Status: Page Status Needs Review

date: 1920-04-03

names-on-the-page: Mrs. Thompson; Miss Hambleton

transcription: April 3, 1920

Mrs. Thompson,
Miss Hambleton,
The family.

It was such a bleak night that we did not look for Mrs. Thompson, but
she came in later. Patience seemed very close and gave us this
companionable poem:

-Fishers All-

Into the golden sea of Day
Cast we our nets, beloved.
Fishers are we, slipping the mesh
With sure faith. What though
The haul brings forth but wastes,
Drifts, flotsam of the stretching waters?
Or mayhap, a sprig of coral,
White, or rosy red, garlanded o'er
With a trailing seaweed,
Or a tendrilled water vine?

What though today we cast
And the net slips, bringing forth
But this? Tomorrow comes, the same
Gold sea. There is fishing, beloved,
For aye, and we tie our hope
With a twist of faith.

The talk then reverted to the unbelief of people and Patience said:

"Nay man may sew a straight seam wi' a bodkin o' doubt."
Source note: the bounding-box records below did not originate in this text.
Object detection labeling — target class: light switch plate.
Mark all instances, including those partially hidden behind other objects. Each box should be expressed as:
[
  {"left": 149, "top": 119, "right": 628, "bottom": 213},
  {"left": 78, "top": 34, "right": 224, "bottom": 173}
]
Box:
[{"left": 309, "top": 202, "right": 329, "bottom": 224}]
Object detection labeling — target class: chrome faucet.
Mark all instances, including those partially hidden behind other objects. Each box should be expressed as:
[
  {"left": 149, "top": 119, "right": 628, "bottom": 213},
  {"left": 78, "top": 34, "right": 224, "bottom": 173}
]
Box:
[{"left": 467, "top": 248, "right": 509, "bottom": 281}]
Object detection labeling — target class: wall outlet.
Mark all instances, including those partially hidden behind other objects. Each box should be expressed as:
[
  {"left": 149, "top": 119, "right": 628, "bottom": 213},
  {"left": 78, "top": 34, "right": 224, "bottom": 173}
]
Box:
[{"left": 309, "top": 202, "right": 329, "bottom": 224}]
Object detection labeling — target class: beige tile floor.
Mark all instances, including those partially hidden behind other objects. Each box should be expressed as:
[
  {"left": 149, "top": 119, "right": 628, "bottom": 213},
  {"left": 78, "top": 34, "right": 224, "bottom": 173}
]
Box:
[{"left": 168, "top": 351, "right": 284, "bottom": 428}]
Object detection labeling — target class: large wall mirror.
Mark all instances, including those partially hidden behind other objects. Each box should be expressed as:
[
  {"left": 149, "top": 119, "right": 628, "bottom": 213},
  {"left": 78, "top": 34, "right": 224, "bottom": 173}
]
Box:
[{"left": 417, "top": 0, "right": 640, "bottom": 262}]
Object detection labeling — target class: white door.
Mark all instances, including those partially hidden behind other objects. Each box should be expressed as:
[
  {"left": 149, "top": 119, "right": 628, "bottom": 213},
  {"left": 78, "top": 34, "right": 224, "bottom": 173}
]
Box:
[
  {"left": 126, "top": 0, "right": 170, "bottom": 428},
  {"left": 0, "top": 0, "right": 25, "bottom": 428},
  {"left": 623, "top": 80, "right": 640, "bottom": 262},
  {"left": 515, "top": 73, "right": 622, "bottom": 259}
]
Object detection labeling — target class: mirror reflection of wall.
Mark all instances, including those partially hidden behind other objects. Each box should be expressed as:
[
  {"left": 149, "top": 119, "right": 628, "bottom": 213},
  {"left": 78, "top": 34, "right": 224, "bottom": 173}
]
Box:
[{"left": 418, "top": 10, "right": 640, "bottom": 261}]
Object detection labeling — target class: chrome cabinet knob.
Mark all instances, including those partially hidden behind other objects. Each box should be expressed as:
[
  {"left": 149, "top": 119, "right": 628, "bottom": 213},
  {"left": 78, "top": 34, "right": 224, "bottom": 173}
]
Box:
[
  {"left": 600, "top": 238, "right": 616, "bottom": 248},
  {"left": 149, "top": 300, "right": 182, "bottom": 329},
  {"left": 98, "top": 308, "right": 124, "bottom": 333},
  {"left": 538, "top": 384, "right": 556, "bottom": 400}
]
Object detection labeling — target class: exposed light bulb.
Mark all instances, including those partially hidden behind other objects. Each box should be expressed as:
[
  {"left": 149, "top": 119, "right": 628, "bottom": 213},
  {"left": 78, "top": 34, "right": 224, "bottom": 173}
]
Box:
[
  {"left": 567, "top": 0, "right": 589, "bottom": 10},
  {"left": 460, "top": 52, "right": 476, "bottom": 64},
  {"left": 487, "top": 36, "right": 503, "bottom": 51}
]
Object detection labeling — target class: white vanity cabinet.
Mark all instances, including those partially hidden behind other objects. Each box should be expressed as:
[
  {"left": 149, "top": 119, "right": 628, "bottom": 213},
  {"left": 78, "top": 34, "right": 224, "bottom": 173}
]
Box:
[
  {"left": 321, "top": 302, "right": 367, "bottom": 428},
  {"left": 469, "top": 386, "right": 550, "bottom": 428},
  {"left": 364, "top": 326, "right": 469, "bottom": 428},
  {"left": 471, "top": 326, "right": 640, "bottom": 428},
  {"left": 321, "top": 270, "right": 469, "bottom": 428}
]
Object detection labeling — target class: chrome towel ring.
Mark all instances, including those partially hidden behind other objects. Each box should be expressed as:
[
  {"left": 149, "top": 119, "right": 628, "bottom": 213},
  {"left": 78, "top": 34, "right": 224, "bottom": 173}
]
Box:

"Would a man for to see his ain folly let him set about mendin'
his breek-seat wi' his doubt."

-Drunk On Folly Wine-

Oh, I am drunk in a cup
Of bliss, a topsy turvy vintage.
To me the sea's a porridge bowl
And ships are sailin' flies.
The roads but patterns laid ungodly-wise
To pinafore the earth. And thee,
And thee, beloved, art but little gnats
That sail molestin' day and ticklin' hours
Wi' buzzin'. And I, ah I, a shuttlin' note.
I'm drunked upon a folly. I'd comb
The sky wi' a cockleshell and count
The stars as periwinkles. I'd ladle,
Then, the milky way wi' a silver cup,
The moon-O! Oh, I'm drunked upon
A folly wine, a topsy-turvy vintage!